Lors d’un sommet extraordinaire de l’Organisation de la coopération islamique à Istanbul mercredi, le président turc et plusieurs autres dirigeants du monde arabe s’en sont ouvertement pris à Donald Trump.
Correspondante à Istanbul
Recep Tayyip Erdogan a immédiatement donné le ton, ce mercredi, au début du sommet extraordinaire de l’Organisation de la coopération islamique. «J’invite les pays qui défendent le droit international et la justice à reconnaître Jérusalem occupée comme capitale de la Palestine», a déclaré le chef de l’État turc dès l’ouverture, à Istanbul, de cette réunion des dirigeants du monde musulman, en réaction aux déclarations de Donald Trump sur la Ville sainte.

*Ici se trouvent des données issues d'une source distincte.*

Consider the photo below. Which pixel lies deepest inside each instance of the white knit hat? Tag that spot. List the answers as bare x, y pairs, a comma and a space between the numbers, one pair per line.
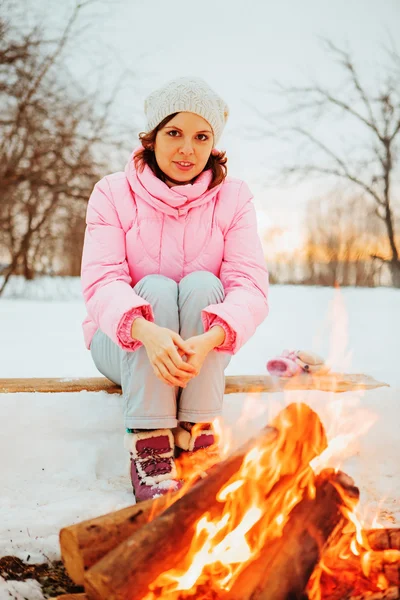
187, 94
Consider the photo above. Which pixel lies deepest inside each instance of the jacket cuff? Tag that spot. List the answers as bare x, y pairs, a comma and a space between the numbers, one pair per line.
230, 336
124, 337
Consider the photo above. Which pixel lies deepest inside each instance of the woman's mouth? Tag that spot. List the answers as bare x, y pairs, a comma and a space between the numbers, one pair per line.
184, 165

Mercredi dernier, le président américain avait annoncé qu’il reconnaissait Jérusalem comme capitale d’Israël, provoquant aussitôt une vague de contestation dans le monde arabo-musulman. Sur 57 représentants des pays membres de l’OCI, une quarantaine a répondu à l’invitation du président turc. Parmi eux, le président de l’Autorité palestinienne, Mahmoud Abbas, le roi de Jordanie, Abdallah II, les présidents iranien Hassan Rohani et libanais, Michel Aoun. L’Égypte et les Émirats arabes unis, dont les relations avec la Turquie sont au point mort, se sont contentés de dépêcher leurs ministres des Affaires étrangères. L’Arabie saoudite, elle, est représentée par le ministre des Affaires islamiques.
Pour Abbas, les États-Unis n’ont «plus de rôle à jouer» dans le processus de paix
Face à ses invités, Erdogan a assuré qu’il ne «renoncera jamais» à exiger une «Palestine souveraine et indépendante». Lors de son allocution, il s’en est pris ouvertement à son homologue américain. «Israël a été récompensé pour toutes les activités terroristes qu’il mène. C’est Trump qui a offert cette récompense», s’est-il emporté.
Lors de ce sommet, verrouillé par un dispositif de surveillance renforcé, le président palestinien, Mahmoud Abbas, a pour sa part accusé le président américain d’avoir «offert Jérusalem en cadeau au mouvement sioniste». Selon lui, les États-Unis n’ont «plus de rôle à jouer» dans le processus de paix.
Pour les leaders arabes, Washington «encourage Israël, la force occupante, à poursuivre la colonisation, l’apartheid et le nettoyage ethnique dans les territoires palestiniens occupés en 1967». Lors d’une déclaration commune, ils ont proclamé «Jérusalem-Est capitale de l’État de Palestine» et appelé «les autres pays à reconnaître l’État de Palestine et Jérusalem-Est comme sa capitale occupée». À leurs yeux, la décision de Donald Trump est «irresponsable, illégale (…) nulle et non avenue». Avant de déclarer qu’il s’agissait d’«un sabotage délibéré de tous les efforts visant à parvenir à la paix». D’après eux, c’est un acte qui «nourrit l’extrémisme et le terrorisme et menace la paix et la sécurité mondiales». Dans la soirée,le premier ministre israélien Benjamin Netanyahu a dit qu’il n’était «pas impressionné» par les déclarations des pays musulmans.